Numera® can be flexibly configured to allow sampling of up to 16 bioreactors or downstream surge tanks, seamless sample processing, and sample transfer to the Sample Collector for sample storage or 3rd party analyzers (Figure 1). Compared to other sampling systems, Numera® allows for sampling of small sample volumes at a high frequency, reliable sample processing with a precise dilution (error ≤ 2% SD) and unique tape-filtration technology, cooled sample storage in the Sample Collector, and well-established integration with multiple cell and biochemical analyzers and HPLC systems. This results in the complete automation of sample-based monitoring. Additionally, Numera® comes with the powerful process information management software Lucullus® to digitally integrate unit operations and analyzers, collect and centrally store all process data, and allow process-wide monitoring and control.

06 Success Story Figure 1

Figure 1 : Image of the automated sampling system Numera ® . The Multiplexer Module forms the interface to the bioreactors (in USP) and surge tanks (in DSP). After optional sample processing by the Dilution and/or Filtration Module, the Routing Module directs the sample either to the Sample Collector for sample storage or directly to connected 3rd party analyzers.

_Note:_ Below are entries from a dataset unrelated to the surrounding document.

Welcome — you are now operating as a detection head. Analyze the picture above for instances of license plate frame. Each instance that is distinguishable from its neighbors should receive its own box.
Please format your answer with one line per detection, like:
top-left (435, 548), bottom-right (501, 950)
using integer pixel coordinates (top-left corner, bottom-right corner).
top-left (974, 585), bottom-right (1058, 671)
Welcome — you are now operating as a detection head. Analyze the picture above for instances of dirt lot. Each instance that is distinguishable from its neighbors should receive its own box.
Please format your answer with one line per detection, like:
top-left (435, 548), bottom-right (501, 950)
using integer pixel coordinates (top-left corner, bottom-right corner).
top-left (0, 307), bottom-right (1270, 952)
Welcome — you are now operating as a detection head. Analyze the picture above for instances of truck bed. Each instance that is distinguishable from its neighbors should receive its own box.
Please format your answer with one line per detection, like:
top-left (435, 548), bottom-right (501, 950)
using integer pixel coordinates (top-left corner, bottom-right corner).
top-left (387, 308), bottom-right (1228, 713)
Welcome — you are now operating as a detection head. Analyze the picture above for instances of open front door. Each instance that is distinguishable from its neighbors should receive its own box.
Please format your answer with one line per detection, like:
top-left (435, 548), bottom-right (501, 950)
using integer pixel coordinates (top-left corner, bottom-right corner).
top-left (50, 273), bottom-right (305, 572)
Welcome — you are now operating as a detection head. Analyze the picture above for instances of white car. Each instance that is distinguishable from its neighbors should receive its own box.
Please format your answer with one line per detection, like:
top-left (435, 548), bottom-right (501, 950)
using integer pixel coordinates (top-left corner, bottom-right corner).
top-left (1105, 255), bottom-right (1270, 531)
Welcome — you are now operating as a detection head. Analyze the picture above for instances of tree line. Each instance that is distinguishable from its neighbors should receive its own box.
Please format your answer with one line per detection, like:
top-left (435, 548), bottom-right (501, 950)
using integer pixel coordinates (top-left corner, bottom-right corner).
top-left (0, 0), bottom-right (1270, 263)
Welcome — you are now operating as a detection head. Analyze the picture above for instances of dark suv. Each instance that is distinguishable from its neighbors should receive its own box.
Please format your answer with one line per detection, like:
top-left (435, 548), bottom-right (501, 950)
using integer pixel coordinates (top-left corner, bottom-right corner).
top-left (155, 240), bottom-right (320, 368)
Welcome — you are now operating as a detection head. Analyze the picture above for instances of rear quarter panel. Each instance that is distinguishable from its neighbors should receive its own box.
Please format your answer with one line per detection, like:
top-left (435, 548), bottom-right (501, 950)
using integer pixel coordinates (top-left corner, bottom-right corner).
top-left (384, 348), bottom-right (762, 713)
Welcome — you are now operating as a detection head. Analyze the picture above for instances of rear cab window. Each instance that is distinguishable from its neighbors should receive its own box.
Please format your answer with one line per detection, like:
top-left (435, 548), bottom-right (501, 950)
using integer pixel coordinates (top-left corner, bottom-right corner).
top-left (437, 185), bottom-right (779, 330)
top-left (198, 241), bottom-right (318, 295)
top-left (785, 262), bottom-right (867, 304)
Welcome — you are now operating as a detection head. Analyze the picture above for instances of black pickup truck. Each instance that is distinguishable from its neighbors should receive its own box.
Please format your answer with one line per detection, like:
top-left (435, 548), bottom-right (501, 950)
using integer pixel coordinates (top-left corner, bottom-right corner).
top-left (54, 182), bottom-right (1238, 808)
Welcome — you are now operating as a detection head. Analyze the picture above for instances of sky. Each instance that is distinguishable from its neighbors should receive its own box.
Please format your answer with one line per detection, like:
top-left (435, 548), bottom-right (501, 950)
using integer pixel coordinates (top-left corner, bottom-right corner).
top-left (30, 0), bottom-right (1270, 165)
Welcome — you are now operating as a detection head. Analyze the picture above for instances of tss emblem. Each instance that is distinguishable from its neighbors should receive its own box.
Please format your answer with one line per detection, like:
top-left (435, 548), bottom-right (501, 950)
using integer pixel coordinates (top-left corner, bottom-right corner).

Seamless integration of sampling-based analytics in continuous bioprocessing

Numera® has been successfully implemented as a reliable sampling system in many research and development laboratories in upstream bioprocessing. In the scope of a continuous bioprocess at a customer installation, Numera® samples for the first time simultaneously along the upstream and downstream processing chain (Figure 2). Revolutionary about the installation is not only the application in both up -and downstream processing with a dual HPLC injection, but also the automated transfer of a deep well plate from the Numera® Sample Collector to a Tecan EVO® platform using an xArm robot. To our knowledge, this is the first report on bringing the Tecan EVO® platform on-line.

The continuous bioprocess is part of an innovation laboratory where the company tests and evaluates cutting-edge bioprocess technologies to reach Bioprocess 4.0 production concepts.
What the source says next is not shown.